Velho, novo, memória e passado são palavras que vão e vêm numa conversa com Rafael Quick, 31. Sócio do bar Juramento 202 e um dos fundadores do movimento que revitalizou um mercado popular no centro de Belo Horizonte, ele faz negócios que conversam com o tempo. E que dão certo porque conversam com os tempos da gente. É uma história que poderia ter muitos começos. Um deles é o ano que Rafael passou no Paraná e em que experimentou o tempo da vida no interior. Mineiro de Beagá, ele morava em São Paulo quando sua mulher recebeu uma proposta pra trabalhar no pólo de moda de Cianorte. Rafael pediu demissão de um emprego de designer na revista Superinteressante e foi junto.
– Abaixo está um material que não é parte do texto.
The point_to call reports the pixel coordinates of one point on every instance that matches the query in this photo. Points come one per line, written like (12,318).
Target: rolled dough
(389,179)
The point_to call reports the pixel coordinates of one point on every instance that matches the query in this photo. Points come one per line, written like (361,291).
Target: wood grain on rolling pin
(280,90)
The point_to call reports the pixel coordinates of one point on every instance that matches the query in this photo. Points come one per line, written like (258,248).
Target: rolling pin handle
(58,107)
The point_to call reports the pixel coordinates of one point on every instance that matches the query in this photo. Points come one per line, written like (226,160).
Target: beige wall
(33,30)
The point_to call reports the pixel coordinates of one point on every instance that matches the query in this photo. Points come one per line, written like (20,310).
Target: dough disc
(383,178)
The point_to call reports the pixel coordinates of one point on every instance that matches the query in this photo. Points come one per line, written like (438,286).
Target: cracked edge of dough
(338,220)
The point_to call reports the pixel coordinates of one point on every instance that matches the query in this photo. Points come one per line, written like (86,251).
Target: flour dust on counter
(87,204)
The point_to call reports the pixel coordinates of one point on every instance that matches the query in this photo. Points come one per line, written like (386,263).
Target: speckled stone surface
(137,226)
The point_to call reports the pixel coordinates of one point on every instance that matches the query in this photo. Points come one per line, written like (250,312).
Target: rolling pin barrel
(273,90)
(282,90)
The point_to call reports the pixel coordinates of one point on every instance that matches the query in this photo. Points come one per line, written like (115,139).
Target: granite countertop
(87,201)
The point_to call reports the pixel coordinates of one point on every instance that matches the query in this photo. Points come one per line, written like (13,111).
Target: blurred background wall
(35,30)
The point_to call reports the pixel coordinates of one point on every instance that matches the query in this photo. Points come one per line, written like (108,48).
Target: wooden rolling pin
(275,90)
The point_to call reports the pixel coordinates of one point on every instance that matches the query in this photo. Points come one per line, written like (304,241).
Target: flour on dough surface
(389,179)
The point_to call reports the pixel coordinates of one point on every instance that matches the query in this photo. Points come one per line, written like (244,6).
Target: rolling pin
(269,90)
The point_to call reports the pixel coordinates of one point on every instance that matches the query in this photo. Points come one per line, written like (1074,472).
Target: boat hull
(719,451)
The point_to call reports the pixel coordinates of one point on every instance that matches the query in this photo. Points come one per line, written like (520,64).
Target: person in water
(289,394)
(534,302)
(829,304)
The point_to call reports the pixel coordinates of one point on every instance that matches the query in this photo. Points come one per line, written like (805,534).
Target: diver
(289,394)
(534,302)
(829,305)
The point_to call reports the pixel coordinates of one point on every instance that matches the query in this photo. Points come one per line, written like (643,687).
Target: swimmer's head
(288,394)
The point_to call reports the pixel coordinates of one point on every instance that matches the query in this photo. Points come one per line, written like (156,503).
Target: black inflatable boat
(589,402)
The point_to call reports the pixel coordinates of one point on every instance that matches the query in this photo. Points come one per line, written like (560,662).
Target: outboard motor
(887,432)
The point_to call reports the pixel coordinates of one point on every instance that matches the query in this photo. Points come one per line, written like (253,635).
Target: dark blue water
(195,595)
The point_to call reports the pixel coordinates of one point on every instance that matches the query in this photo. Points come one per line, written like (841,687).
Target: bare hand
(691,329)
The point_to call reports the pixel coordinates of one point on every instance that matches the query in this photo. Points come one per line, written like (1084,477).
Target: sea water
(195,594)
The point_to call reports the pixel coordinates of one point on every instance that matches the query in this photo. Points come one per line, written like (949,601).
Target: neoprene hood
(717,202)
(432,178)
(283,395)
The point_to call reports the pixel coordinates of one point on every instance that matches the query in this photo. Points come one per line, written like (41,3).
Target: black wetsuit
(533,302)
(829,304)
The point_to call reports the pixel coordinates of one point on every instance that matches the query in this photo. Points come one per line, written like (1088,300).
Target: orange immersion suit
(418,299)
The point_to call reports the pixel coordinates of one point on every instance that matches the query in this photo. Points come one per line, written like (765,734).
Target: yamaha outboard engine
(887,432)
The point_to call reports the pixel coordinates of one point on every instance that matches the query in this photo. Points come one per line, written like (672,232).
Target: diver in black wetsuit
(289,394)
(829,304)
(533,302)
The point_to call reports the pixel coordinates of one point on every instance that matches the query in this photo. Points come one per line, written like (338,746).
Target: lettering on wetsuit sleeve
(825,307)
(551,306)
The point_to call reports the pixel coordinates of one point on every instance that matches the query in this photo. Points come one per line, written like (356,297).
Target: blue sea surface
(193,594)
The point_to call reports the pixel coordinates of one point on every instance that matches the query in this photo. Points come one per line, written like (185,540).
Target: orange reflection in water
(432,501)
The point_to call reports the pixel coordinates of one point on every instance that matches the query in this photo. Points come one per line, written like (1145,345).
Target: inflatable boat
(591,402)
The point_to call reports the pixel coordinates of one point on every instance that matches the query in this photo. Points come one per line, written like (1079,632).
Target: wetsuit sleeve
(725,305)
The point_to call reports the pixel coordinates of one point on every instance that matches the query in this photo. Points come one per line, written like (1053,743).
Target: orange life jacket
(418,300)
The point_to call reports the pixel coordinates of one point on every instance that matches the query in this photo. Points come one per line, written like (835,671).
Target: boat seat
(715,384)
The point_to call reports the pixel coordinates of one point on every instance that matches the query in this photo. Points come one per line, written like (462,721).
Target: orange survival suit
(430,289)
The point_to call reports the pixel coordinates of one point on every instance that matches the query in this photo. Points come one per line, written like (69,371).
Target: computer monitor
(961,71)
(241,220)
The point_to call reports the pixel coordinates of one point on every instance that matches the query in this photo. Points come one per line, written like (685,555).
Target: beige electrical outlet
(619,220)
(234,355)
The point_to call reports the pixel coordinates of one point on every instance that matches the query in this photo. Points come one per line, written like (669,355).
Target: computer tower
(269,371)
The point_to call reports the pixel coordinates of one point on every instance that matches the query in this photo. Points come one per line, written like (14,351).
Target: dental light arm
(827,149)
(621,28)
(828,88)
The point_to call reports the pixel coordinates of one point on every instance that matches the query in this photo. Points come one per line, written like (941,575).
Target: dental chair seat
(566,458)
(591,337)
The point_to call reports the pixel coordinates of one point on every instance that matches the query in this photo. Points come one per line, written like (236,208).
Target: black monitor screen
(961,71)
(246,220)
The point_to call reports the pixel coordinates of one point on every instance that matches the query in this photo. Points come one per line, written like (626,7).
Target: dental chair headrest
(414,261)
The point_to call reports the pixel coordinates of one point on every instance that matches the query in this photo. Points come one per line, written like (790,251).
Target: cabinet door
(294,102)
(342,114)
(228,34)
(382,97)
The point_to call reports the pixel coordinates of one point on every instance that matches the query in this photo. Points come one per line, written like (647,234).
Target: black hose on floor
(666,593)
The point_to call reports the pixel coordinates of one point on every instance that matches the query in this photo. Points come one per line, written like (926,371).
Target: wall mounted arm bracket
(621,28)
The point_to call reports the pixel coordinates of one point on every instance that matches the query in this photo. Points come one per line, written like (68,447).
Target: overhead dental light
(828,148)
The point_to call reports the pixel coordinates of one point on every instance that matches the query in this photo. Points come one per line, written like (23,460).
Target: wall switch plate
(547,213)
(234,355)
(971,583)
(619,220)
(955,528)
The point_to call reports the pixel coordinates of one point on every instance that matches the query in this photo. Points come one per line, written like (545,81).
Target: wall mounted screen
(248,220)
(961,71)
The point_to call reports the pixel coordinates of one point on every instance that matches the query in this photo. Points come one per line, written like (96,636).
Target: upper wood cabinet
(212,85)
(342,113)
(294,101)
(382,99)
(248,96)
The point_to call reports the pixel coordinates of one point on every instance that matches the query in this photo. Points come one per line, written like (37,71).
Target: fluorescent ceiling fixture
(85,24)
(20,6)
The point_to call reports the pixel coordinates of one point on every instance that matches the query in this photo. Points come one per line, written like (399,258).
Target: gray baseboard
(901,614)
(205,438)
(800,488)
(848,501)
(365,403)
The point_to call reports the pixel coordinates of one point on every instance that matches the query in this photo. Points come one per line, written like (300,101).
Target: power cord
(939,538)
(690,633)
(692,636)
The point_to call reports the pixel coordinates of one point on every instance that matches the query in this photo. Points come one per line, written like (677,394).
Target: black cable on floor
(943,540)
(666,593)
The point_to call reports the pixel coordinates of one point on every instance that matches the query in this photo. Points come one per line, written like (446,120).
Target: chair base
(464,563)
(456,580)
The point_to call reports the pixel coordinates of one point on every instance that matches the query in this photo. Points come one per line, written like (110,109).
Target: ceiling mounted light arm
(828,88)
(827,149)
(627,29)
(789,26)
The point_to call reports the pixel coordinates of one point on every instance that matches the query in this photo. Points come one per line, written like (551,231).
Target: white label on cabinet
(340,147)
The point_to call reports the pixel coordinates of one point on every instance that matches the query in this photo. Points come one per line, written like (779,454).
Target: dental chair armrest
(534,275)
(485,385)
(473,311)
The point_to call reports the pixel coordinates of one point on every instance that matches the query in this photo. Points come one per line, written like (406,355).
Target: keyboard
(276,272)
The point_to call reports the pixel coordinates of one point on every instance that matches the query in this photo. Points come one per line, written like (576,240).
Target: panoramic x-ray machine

Como freelancer, com escritório em casa, ele podia fazer seus horários e perambular pelas ruas da cidade numa segunda à tarde. Começou a notar o ferro-velho, a feira, os botecos, as vendinhas. “Dei uma apaixonada por essa expressão mais simples, vernacular”, lembra.
A identidade desses comércios tradicionais influenciou um trabalho tipográfico que ele fez na época, com um letrista local, e muito do que faria a seguir. Primeiro, veio o retorno a São Paulo, pra dirigir a arte da revista Galileu. Ali participou da criação de um projeto editorial que era um manifesto a favor do impresso, com direito à fonte inspirada em tipografia antiga, de madeira.
Depois, trabalhando na Mesa, consultoria que desenvolve soluções pra grandes empresas, ele juntou mais peças no seu estudo sobre o tempo. Sentiu que o principal desafio das marcas gigantes era se conectar com as pessoas. E que hoje quem fazia isso bem, e portanto mais as ameaçava, não eram outros gigantes, mas os piticos — vide a turma das microcervejarias. “Me deu um estalo: ser pequeno e ser pessoa é a melhor coisa que você pode ser agora.”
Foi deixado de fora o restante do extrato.